Examples: Segment, Tealium
SaaS Management Platforms (SMPs)
By providing a solution for IT to manage hundreds of SaaS vendors (license renewals, seat management, etc.), SMPs conveniently collect data about who uses which tools, how/when they’re used, which tools are complementary or redundant, and even which individual features are used. So while one initial value prop is minimizing excess spend by rightsizing contracts, the data also enables recommendations related to internal efficiency like, “which tools/features are being used by our top people in each department?” And that’s only on the demand side; on the supply side (SaaS vendors), data about product and specific feature usage can be invaluable.
Examples: Blissfully, Productiv
This isn’t exactly a category, but a growing and diverse set of needs with some interesting new vendors. In order to sell SaaS to enterprises there are a lot of requirements, which are significant time and resource drains — especially for smaller startups!
WorkOS lets their customers choose from multiple solutions in a variety of categories (SSO, identity provisioning, audit trail, legacy integrations, etc.) and quickly integrate them. As they enable more customers, they effectively build a database of enterprise-ready SaaS apps, which they could eventually turn into a marketplace. Large enterprises, according to CEO Michael Grinch, “will be able to rapidly adopt more cloud apps and take part in the resulting massive productivity gains. (Imagine the cascading impact this could have!)”

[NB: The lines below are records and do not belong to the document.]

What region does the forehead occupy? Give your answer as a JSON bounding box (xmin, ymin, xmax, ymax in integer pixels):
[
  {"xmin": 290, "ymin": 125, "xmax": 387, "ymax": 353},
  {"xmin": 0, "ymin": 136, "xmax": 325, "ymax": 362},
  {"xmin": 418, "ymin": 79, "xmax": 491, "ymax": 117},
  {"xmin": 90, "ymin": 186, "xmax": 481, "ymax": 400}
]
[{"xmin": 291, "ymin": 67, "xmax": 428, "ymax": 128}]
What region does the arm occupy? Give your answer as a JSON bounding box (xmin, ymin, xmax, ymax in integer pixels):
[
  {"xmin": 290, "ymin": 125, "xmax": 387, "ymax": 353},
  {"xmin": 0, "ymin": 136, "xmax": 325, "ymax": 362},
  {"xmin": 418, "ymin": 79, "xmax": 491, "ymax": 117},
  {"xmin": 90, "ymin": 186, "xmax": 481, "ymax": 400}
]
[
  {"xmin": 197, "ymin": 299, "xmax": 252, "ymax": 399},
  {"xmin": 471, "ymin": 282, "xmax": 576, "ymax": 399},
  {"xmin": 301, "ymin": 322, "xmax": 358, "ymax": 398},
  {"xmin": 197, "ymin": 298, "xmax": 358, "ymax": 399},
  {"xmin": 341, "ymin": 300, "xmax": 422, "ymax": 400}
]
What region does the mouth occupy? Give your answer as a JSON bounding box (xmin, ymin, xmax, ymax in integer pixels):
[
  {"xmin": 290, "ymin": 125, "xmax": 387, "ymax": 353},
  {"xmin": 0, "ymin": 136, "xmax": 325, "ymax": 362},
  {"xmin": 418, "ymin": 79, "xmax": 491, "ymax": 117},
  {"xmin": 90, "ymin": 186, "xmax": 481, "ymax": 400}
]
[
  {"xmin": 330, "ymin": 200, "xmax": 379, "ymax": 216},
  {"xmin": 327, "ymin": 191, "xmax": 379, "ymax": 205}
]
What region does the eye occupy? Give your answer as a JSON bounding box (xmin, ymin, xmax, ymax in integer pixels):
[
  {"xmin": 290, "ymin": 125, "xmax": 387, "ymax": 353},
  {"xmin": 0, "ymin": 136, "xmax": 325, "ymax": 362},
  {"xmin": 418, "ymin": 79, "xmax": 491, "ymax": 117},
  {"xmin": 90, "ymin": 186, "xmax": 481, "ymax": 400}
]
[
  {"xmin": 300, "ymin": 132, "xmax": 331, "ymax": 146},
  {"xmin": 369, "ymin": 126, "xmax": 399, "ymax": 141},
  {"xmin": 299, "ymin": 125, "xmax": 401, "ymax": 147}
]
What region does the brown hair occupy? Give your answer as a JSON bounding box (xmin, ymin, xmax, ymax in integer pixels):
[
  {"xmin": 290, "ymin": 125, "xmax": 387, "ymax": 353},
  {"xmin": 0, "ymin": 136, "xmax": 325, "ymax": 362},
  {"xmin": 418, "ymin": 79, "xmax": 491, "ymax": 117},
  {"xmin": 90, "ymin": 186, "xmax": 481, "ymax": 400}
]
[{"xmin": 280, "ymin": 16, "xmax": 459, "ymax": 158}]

Secureframe is building tooling for security compliance. SOC 2, HIPAA, and other compliance certifications are expensive and hard to get. They require things like background checks, training, cloud scanning, etc. Secureframe integrates with 40+ (and growing) vendors to assess and manage risk, but compliance is just the first step. Having established their user base and understanding their needs, they can provide additional tools (e.g., for ongoing database backup and encryption). The company also plans to open up an integration marketplace, gaining more supplier integrations and making the process of setting up/maintaining them easier/cheaper. And, most significantly, by collecting data and best practices, SecureFrame is working toward building its own security standard.
Vendors: WorkOS, SecureFrame
Morph vs. “Regular” Companies
Better? Worse? Does it matter?
Morph companies have a two-for-one potential, so evaluating them should address this.

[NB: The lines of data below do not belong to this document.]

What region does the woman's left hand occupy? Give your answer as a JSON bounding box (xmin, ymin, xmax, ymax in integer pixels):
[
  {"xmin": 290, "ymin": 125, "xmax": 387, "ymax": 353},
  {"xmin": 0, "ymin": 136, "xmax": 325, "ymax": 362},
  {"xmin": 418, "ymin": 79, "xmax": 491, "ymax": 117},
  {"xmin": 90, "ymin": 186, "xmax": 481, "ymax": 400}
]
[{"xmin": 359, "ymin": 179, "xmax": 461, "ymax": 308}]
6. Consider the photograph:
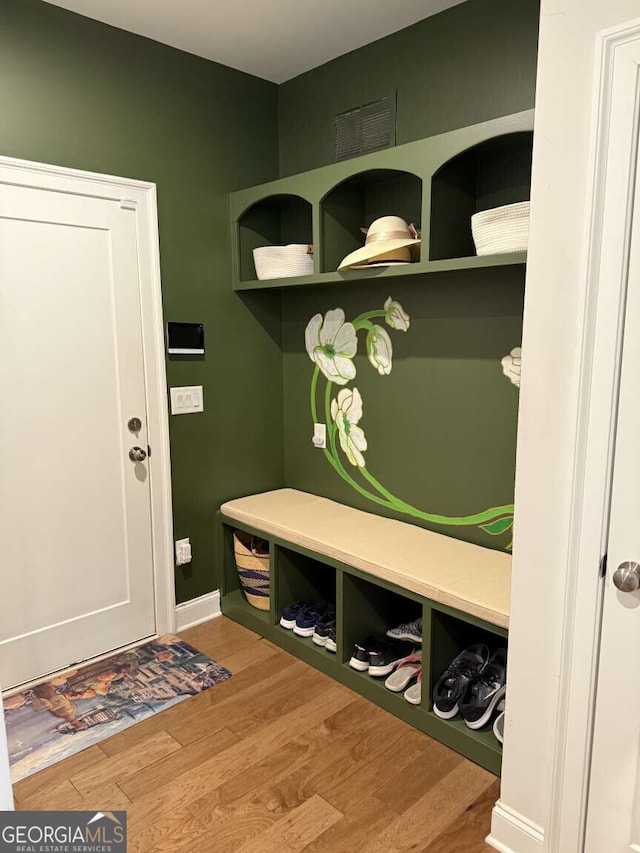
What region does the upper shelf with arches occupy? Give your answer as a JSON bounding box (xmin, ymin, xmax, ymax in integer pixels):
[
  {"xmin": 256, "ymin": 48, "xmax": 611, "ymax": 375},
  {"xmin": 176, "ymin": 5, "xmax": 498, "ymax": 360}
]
[{"xmin": 230, "ymin": 109, "xmax": 534, "ymax": 291}]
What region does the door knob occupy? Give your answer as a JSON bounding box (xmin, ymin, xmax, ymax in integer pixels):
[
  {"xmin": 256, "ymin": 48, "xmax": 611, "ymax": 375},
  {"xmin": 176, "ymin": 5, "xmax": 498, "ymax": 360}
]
[
  {"xmin": 612, "ymin": 561, "xmax": 640, "ymax": 593},
  {"xmin": 129, "ymin": 446, "xmax": 147, "ymax": 463}
]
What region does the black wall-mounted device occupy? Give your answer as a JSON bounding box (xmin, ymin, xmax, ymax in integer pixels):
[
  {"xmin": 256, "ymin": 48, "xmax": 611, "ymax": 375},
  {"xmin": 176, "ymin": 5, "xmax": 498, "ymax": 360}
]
[{"xmin": 166, "ymin": 322, "xmax": 205, "ymax": 355}]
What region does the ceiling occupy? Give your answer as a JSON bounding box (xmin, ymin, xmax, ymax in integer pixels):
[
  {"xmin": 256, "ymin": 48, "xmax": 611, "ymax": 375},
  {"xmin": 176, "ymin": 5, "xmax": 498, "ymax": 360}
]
[{"xmin": 42, "ymin": 0, "xmax": 467, "ymax": 83}]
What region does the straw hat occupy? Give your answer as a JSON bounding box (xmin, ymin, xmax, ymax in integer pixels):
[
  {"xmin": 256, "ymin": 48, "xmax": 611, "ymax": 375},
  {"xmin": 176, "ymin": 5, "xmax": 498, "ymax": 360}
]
[{"xmin": 338, "ymin": 216, "xmax": 420, "ymax": 270}]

That impacts questions like:
- How valuable could this be?
- How difficult will this be? (easier to start small but win bigger)
- How much investment will be required?
In nature, there are different types of metamorphosis: “completely changing” or “half-changing.” The transformation for morph companies may similarly be more or less extensive: not every one will be a massive disruptor.
However, the potential to unlock access to much harder problems is obviously noteworthy. Because that extra potential is baked in from the start, and often is very significant, the value should certainly be accounted for differently (assuming the full opportunity is recognized from the start, of course).
For Investors, Founders, and Job Seekers
For founders and investors, it may be helpful to look backward from an end goal, and work backward to a simpler possible entry point. That may be especially viable in the case of fractured, disjointed industries.
Job seekers and investors may also want to think about how companies they evaluate may have more potential than just the problem/market they appear to be addressing at the outset. At times, that may be obvious… but not always!
What feedback do you have? What did I miss? I’d love to hear what other morph companies you can think of, and which industries could be affected (and the initial solution that might enable a sequential opportunity).